Ein Landgut an einem Gewässer in Angeln

Ländliches Leben in Angeln

Der Landstrich rund um die Flensburger Förde wird Angeln genannt. Von hier ist das Volk der Angeln einst zusammen mit den Sachsen auf die britischen Inseln ausgewandert. Dort wurden sie zu den Angelsachsen. Die leicht hügelige, kleinräumliche Landschaft Angelns mit ihren vielen typischen Wallhecken („Knicks“) ähnelt den Landschaften Südenglands. In Angeln ermöglichten fruchtbare Böden den Bauern einen gewissen Wohlstand, der zum Bau von schönen Höfen und Gutsanlagen führte. Viele von ihnen sind auch heute noch gut erhalten und zum Teil liebevoll restauriert.

Museumsdorf Unewatt

Im Museumsdorf Unewatt bekommt man einen Eindruck, wie das ländliche Leben früher hier aussah und fast scheint es, als ob sich hier seit dem 19. Jahrhundert kaum etwas verändert hat: Manche Häuser sind normal bewohnt, andere sind Museum und dienen als Ausstellungsfläche. Viele der alten Höfe stammen aus dem 17. Jahrhundert. Der Rundweg durch das Dorf ist knapp 2 Kilometer lang.

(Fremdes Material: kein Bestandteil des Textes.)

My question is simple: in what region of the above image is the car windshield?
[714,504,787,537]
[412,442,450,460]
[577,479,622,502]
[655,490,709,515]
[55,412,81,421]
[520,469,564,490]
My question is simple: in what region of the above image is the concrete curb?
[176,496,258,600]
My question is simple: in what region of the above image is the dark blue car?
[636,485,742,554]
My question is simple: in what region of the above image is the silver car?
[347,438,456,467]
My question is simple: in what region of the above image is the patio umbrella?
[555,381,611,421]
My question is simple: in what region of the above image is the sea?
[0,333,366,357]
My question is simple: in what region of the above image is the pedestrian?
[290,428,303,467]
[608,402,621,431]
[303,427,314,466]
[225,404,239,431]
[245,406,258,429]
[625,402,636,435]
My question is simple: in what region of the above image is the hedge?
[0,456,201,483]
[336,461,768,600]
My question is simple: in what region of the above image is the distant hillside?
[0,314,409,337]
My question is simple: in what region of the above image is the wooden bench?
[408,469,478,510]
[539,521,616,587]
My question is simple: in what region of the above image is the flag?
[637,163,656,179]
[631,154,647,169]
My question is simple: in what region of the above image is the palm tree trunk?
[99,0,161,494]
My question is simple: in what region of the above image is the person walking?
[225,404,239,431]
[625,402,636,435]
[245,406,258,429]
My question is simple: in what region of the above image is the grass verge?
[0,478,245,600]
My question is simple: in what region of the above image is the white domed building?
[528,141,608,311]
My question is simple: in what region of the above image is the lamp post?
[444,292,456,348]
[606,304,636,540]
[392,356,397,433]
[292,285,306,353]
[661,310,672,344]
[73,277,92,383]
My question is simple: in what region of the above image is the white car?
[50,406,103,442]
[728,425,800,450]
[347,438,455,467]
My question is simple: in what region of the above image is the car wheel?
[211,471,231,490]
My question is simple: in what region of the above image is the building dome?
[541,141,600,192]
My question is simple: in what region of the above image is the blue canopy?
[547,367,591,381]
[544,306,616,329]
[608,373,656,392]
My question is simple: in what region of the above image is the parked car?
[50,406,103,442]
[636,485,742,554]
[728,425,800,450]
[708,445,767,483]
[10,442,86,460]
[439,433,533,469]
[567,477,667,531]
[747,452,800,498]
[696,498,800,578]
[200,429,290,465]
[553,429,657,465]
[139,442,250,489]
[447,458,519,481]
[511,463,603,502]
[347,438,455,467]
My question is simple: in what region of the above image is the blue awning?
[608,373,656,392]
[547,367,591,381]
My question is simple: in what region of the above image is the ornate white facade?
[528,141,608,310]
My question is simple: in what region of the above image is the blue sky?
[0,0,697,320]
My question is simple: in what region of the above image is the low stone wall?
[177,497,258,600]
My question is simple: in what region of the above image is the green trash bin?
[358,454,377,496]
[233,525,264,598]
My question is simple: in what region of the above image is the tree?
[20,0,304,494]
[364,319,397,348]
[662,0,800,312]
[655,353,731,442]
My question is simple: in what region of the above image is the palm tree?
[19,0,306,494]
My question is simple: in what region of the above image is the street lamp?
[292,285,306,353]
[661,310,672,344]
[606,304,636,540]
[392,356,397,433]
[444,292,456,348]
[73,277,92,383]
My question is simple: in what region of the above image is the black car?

Backsteingebäude mit rotem Ziegeldach

In der Buttermühle in Angeln konnte man Butter im Abonnement bestellen.

In der Buttermühle wird an bestimmten Tagen tatsächlich noch Butter hergestellt. Die Butter aus Angeln war einst deutschlandweit bekannt, denn die Kühe hier gaben Milch mit einem besonders hohen Fettanteil. Mehrere Bauern hatten sich um 1880 für eine gemeinsame Vermarktung zusammengeschlossen und machten ein gutes Marketing: Über eine Art Abonnement wurde man regelmäßig mit den Butterpaketen beliefert. Ein Pfund war Mindestabnahme. Die Ware wurde mit dem Handkarren zum Bahnhof und dann mit dem Zug weiter bis ins Rheinland transportiert. Je kühler es war, desto größer war der Umsatz.

Schnüüsch – einmal quer durch den Garten

In Unewatts Landgasthof gibt es eine Menge Gerichte mit Butter. Eins davon ist Schnüüsch, was so viel heißt wie „Quer durch den Garten“. Mindestens fünf verschiedene Gemüse, in unserem Beispiel unter anderem Sellerie und Dicke Bohnen, kocht man in einer Sahne-Milch-Mischung. Kartoffeln dazu und gut durchkochen. Als Gewürze kommen neben Salz und weißem Pfeffer eine Prise Muskat, Petersilie und eventuell auch Bohnenkraut dazu. Wer kein Vegetarier ist, garniert das Gericht noch mit würzigem Katenschinken.

Zwei Teller mit einem Eintopfgericht

Das Gericht Schnüüsch, was so viel heißt wie „Quer durch den Garten“.

Traktor-Oldie-Club

Das Museumsdorf Unewatt ist auch eine beliebte Anlaufstelle für Oldtimer-Traktoren aus der Region. Tamina Kallert trifft den „Oldi-Club Quern“, einen der größten Trecker-Vereine Schleswig-Holsteins, und darf eine Runde mitfahren. Meike Hansen erzählt ihr, dass im Club drei Generationen gemeinsam ihrer Leidenschaft für große Maschinen nachgehen. Sie alle machen mehrmals im Jahr gemeinsame Ausfahrten und mindestens einmal im Jahr geht es auch gemeinsam zum Strand.

Zwei historische Trecker auf einer Straße

Zwei Mitglieder des Trecker-Vereins „Oldi-Club Quern“ sind mit ihren Oldtimern unterwegs.